Nearby, we have six covered bridges, all of which are listed on the National Register of Historic Places, and can be seen in an hour’s drive by following the covered bridge loop directions.
Shown above is our beloved Thompson Covered Bridge, located 100 yards from the front door of the Bridges Inn. Also known as the West Swanzey Bridge, the Thompson covered bridge is considered to be one of New Hampshire’s most beautiful covered bridges, painted red with white trim. Originally built in 1832, the bridge was presumably named for West Swanzey resident Denman Thompson (1833 – 1911), a playwright and theatre actor, who wrote the play, The Old Homestead, for which Thompson gained national recognition.
The Ashuelot Covered Bridge, is located south of West Swanzey in Winchester. It is considered by local historians to be one of New Hampshire’s most elaborate covered bridges, built in 1864 to transport wood across the Ashuelot River for use by the Ashuelot Railroad, which had a railroad station in the village of Ashuelot.
The Carlton Covered Bridge, is one of the oldest in New Hampshire, believed to have been built in 1789 and the current bridge was built in 1869.
The Coombs Covered Bridge, a “Town lattice” truss style bridge located just south of West Swanzey in Winchester, was named after its original builder and owner, Anthony Coombs. It once played an important role in both the social and commercial development of the area, has been rehabilitated, and is still in need of repairs.
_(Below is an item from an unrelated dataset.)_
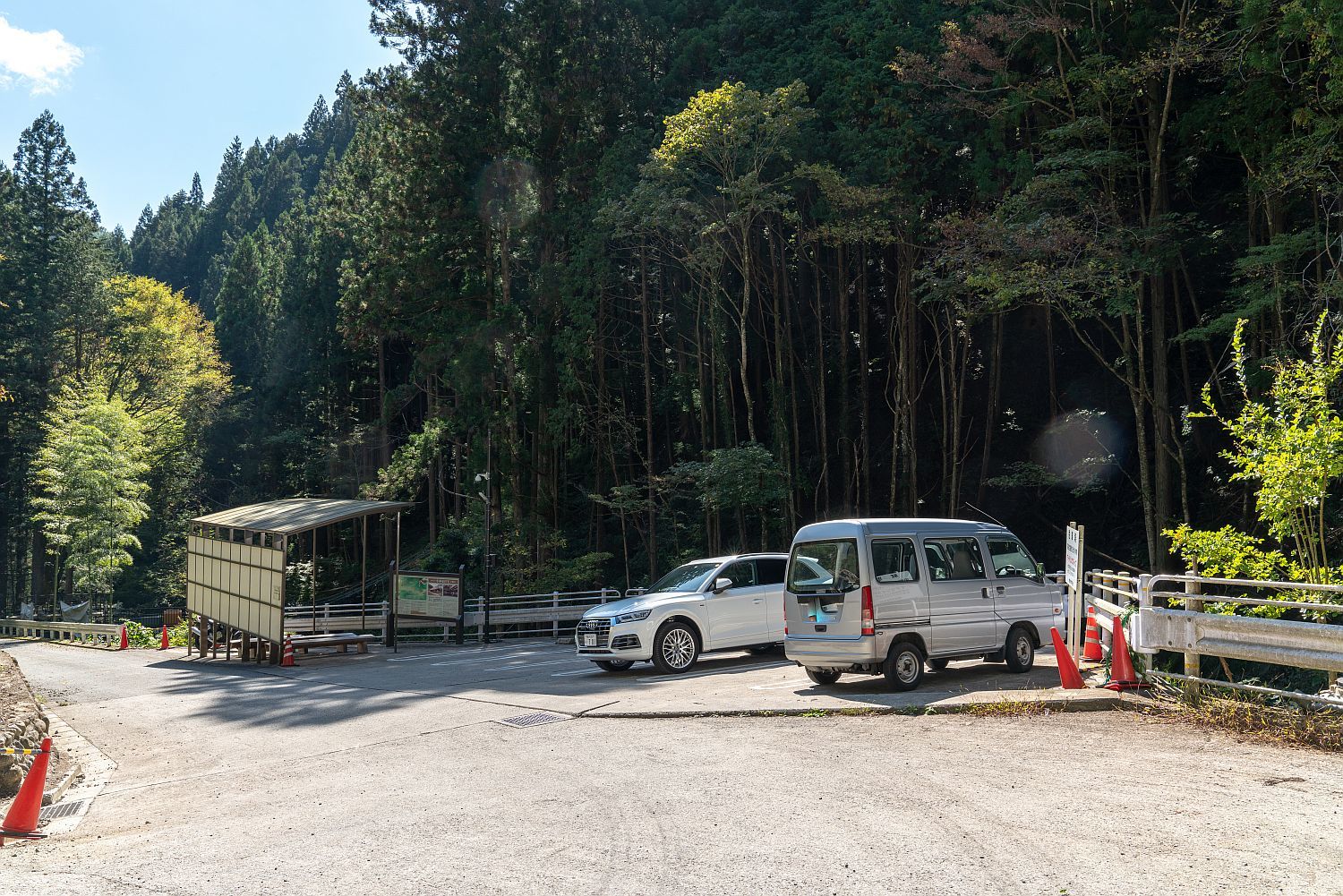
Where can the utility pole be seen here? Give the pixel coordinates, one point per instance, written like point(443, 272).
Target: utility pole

The Cresson Covered Bridge (also known as Sawyer’s Crossing Bridge), located just west of Swanzey Center is a “Town lattice” truss style bridge has two spans, is 159’ long with a clear span of 61’6″, and has a center pier. Considered Swanzey’s most famous covered bridge, it is a favorite subject for artists and photographers.
The Slate Bridge, located in the small village of Westport (part of Swanzey township), was named after the Slate family who lived on a farm along the Ashuelot River north of the bridge. This bridge is believed to have been built around 1835, but because town records are missing, the exact year of construction is unknown. On March 8, 1993, the Slate Bridge was destroyed by arson. The current bridge was rebuilt in 2001 at a cost of $900,000 from funds raised by the Slate Covered Bridge Committee.
In addition to our six nearby covered bridges, there’s a seventh covered bridge in our region, the Hancock-Greenfield Covered Bridge, located about 40 minutes from the Bridges Inn, spanning the Contoocook River. This long truss bridge was originally built in 1852, but a disastrous flood damaged the bridge beyond repair. The current bridge was rebuilt in 1937.
And the grandest covered bridge of all is the Cornish–Windsor Covered Bridge crossing the Connecticut River from Cornish, New Hampshire to Windsor, Vermont. This bridge is a 157-year-old, two-span, Town lattice-truss bridge which is the longest wooden bridge in the United States and the longest two-span, covered bridge in the world (according to the American Society of Civil Engineers).
Wherever your New Hampshire travels might take you, you will enjoy seeing any or all of these charming covered bridges.